Vers un nouveau cycle haussier
Le CAC40 cash a clôturé la séance en hausse de 1,83% à 8350,87 points dans un volume de 5,310 MD€ et sur la semaine en hausse de 1,61%.
La Bourse de Paris a achevé la semaine dans un climat nettement plus constructif, portée par un regain d’appétit pour le risque favorisé par l’émergence de nouvelles perspectives de désescalade géopolitique. Les investisseurs ont accueilli favorablement la réactivation des canaux diplomatiques, y voyant un facteur susceptible d’atténuer les tensions qui ont récemment pesé sur la visibilité économique mondiale. Cette amélioration du sentiment de marché s’est traduite par une détente marquée sur les marchés énergétiques, le recul des cours du pétrole contribuant à réduire les craintes liées à l’inflation et à l’activité économique. Les opérateurs demeurent néanmoins prudents, conscients que les avancées diplomatiques devront désormais se concrétiser pour s’inscrire durablement dans les anticipations. Enfin, les investisseurs ont porté une attention particulière à l’introduction en Bourse de SpaceX au Nasdaq, attendue en séance cet après-midi. Présentée comme l’une des opérations les plus importantes de l’histoire des marchés financiers, cette cotation constitue un véritable test de l’appétit des investisseurs pour les valeurs de croissance et de leur capacité à absorber une opération de cette ampleur.
Sur le future Juin
Les résistances sont : 8600 et 8846 voire 9250.
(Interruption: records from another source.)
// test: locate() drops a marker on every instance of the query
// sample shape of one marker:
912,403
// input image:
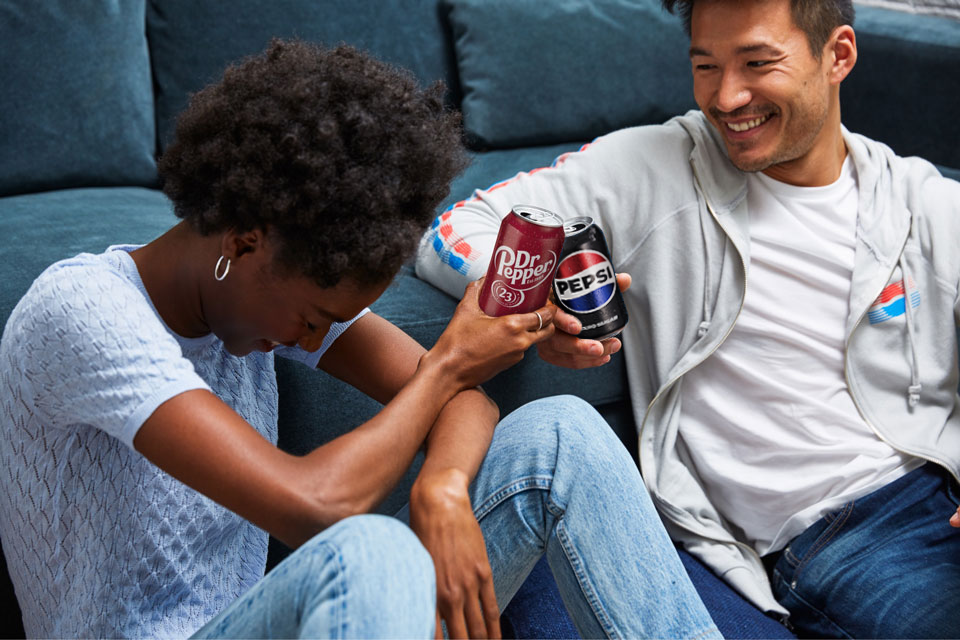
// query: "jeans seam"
511,489
820,613
329,552
835,527
577,565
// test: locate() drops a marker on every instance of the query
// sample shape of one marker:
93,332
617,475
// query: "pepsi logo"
585,281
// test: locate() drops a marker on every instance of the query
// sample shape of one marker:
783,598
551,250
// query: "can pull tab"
913,394
702,329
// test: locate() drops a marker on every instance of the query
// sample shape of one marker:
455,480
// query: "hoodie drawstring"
707,313
913,391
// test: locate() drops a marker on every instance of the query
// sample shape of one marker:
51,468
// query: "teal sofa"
91,92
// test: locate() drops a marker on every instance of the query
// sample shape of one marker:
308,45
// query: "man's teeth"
746,126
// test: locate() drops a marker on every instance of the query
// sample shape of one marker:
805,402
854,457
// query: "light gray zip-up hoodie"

Les supports sont : 8300 puis 8250 et 8203,5 voire 8178 puis 8144,5 et 8106,5 voire 8051 puis 8020,5 et 7973 voire La zone 7925/7902,5 puis 7862 et 7830 voire 7790,5 puis 7726 et 7640,5 voire la zone 7480/7451 et 7348,5 puis 7296 voire 6964.
En intraday, la tendance est haussière au-dessus de 8300.
Graphiquement, le Future CAC 40 (cf. graphique en données 14 heures) a finalement validé le franchissement de la borne supérieure de la vaste phase de consolidation comprise entre 7 862 et 8 300 points, au sein de laquelle l’indice évoluait depuis le début du mois d’avril. Parallèlement, le marché a confirmé son maintien au-dessus de la partie haute du triangle symétrique en effectuant un throwback maîtrisé sur cette ancienne oblique de résistance désormais convertie en support. Dans le même temps, la borne inférieure du canal haussier de long terme a parfaitement contenu les velléités de repli, renforçant ainsi la portée constructive de la configuration technique. La convergence de ces éléments témoigne de la robustesse de la dynamique sous-jacente et accrédite le scénario d’une reprise haussière en voie de structuration. Dans ce contexte, les objectifs théoriques ressortent à 8 730 points dans un premier temps, puis à 8 805 points en extension. Ces cibles sont obtenues par report des amplitudes respectives du trading range et du triangle symétrique récemment débordés.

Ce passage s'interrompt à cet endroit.